Norbert Lammert, the president of the Bundestag, rebuked on Thursday the new wave of threats against the lawmakers, saying imposing pressure on individual members of the German parliament would mean a threat against the entire chamber.
“Every person that tries to put pressure on individual lawmakers with threats must know they are attacking the entire parliament,” Lammert said, adding that the German parliament would respond with all legal options.
The reported death threats against the lawmakers came after the Bundestag voted on June 2 to recognize the 1915-1916 killings of Armenians by the Ottoman Empire as “genocide.”

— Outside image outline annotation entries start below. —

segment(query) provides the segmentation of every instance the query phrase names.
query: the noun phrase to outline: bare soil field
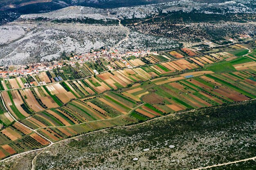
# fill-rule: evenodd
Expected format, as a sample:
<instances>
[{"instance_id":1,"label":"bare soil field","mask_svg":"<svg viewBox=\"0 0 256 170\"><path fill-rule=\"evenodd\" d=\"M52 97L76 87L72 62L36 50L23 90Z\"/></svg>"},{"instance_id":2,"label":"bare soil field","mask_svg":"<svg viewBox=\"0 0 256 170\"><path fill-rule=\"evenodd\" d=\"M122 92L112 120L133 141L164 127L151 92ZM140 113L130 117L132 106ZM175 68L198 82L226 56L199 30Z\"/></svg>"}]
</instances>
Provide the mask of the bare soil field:
<instances>
[{"instance_id":1,"label":"bare soil field","mask_svg":"<svg viewBox=\"0 0 256 170\"><path fill-rule=\"evenodd\" d=\"M49 142L40 136L36 133L33 133L30 135L30 136L36 139L36 141L41 144L42 145L45 146L49 144Z\"/></svg>"},{"instance_id":2,"label":"bare soil field","mask_svg":"<svg viewBox=\"0 0 256 170\"><path fill-rule=\"evenodd\" d=\"M138 88L126 91L126 92L128 93L129 94L131 94L133 93L137 92L139 91L142 91L143 90L144 90L143 88L141 88L141 87L139 87Z\"/></svg>"},{"instance_id":3,"label":"bare soil field","mask_svg":"<svg viewBox=\"0 0 256 170\"><path fill-rule=\"evenodd\" d=\"M40 78L42 82L45 82L46 83L49 83L51 82L50 79L49 79L49 77L48 77L46 74L46 73L45 71L40 73L40 74L38 77Z\"/></svg>"},{"instance_id":4,"label":"bare soil field","mask_svg":"<svg viewBox=\"0 0 256 170\"><path fill-rule=\"evenodd\" d=\"M38 103L30 89L26 88L23 90L23 92L27 96L27 99L25 100L32 109L36 112L44 110Z\"/></svg>"},{"instance_id":5,"label":"bare soil field","mask_svg":"<svg viewBox=\"0 0 256 170\"><path fill-rule=\"evenodd\" d=\"M58 104L49 96L40 97L40 99L43 104L46 105L48 108L54 108L58 107Z\"/></svg>"},{"instance_id":6,"label":"bare soil field","mask_svg":"<svg viewBox=\"0 0 256 170\"><path fill-rule=\"evenodd\" d=\"M182 51L186 53L189 56L193 56L193 55L197 55L198 54L195 53L191 49L187 48L183 48L181 49Z\"/></svg>"},{"instance_id":7,"label":"bare soil field","mask_svg":"<svg viewBox=\"0 0 256 170\"><path fill-rule=\"evenodd\" d=\"M3 145L2 147L11 155L16 153L16 151L8 145Z\"/></svg>"},{"instance_id":8,"label":"bare soil field","mask_svg":"<svg viewBox=\"0 0 256 170\"><path fill-rule=\"evenodd\" d=\"M32 132L32 131L29 129L18 123L15 122L14 124L13 124L13 126L25 135L29 134Z\"/></svg>"},{"instance_id":9,"label":"bare soil field","mask_svg":"<svg viewBox=\"0 0 256 170\"><path fill-rule=\"evenodd\" d=\"M103 98L100 98L99 99L101 101L104 102L105 104L107 104L107 105L110 106L112 108L115 109L119 111L119 112L120 112L123 114L125 114L127 113L124 111L123 110L122 110L122 109L112 104L111 103L108 102L107 101L106 101L106 100L105 100L105 99Z\"/></svg>"},{"instance_id":10,"label":"bare soil field","mask_svg":"<svg viewBox=\"0 0 256 170\"><path fill-rule=\"evenodd\" d=\"M151 115L151 114L146 112L146 111L144 111L140 108L137 108L135 110L139 113L140 113L142 114L142 115L144 115L148 117L150 117L150 118L153 118L153 117L155 117L155 115Z\"/></svg>"},{"instance_id":11,"label":"bare soil field","mask_svg":"<svg viewBox=\"0 0 256 170\"><path fill-rule=\"evenodd\" d=\"M183 110L182 108L175 104L166 104L166 106L175 112L177 112L178 111Z\"/></svg>"},{"instance_id":12,"label":"bare soil field","mask_svg":"<svg viewBox=\"0 0 256 170\"><path fill-rule=\"evenodd\" d=\"M20 88L16 81L16 79L9 79L9 82L12 88Z\"/></svg>"},{"instance_id":13,"label":"bare soil field","mask_svg":"<svg viewBox=\"0 0 256 170\"><path fill-rule=\"evenodd\" d=\"M169 53L171 54L171 55L174 56L176 58L183 58L184 57L184 56L182 55L182 54L178 53L177 53L177 52L175 51L171 51L170 53Z\"/></svg>"},{"instance_id":14,"label":"bare soil field","mask_svg":"<svg viewBox=\"0 0 256 170\"><path fill-rule=\"evenodd\" d=\"M3 134L9 137L11 140L13 141L21 137L20 135L11 129L10 128L7 128L2 130L1 132Z\"/></svg>"},{"instance_id":15,"label":"bare soil field","mask_svg":"<svg viewBox=\"0 0 256 170\"><path fill-rule=\"evenodd\" d=\"M64 124L65 126L70 126L71 124L68 123L66 120L65 120L63 117L60 116L53 111L50 110L47 110L46 112L49 114L52 115L54 117L58 118L62 123Z\"/></svg>"}]
</instances>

The move sparked a serious backlash in Turkey, with President Recep Tayyip Erdogan lashing out at lawmakers with Turkish origin for their approval of the resolution. Erdogan even said those people have tainted blood and that their blood must be tested in a lab.
Lambert said he was shocked that threats against the parliamentarians had been backed by high-ranking politicians.
“I wouldn't have thought it possible that in the 21st century, a democratically elected president would link his criticism of democratically elected lawmakers in the German Bundestag with doubts about their Turkish descent and describe their blood as tainted,” he said.
Officials in the German government have also condemned Turkey’s stance regarding the resolution, with Chancellor Angela Merkel dismissing the reaction as “incomprehensible.” Merkel has tried to forge an alliance with Erdogan in tackling Europe’s refugee crisis.
Martin Schulz, the president of the European Parliament, and a key mediator in negotiations between the European Union and Turkey that ended in a major refugee deal in March, also rebuked Erdogan’s comments.
“Members of parliaments that take positions within their mandates, irrespective of differences of opinion should under no circumstances be linked to terrorists,” said Schulz, who is also a member of Germany's Social Democrats (SPD), in a letter to Erdogan on Thursday.
Armenians claim that up to 1.5 million Armenian Christians were systematically slaughtered in eastern Turkey through mass killing, forced relocation and starvation, a process that began in 1915 and took place over several years during World War I and the breakup of the Ottoman Empire.
Ankara rejects the term “genocide” and says 300,000 to 500,000 Armenians, and at least as many Turks, perished between 1915 and 1917, in what the Turkish government sees as the “casualties” of World War I.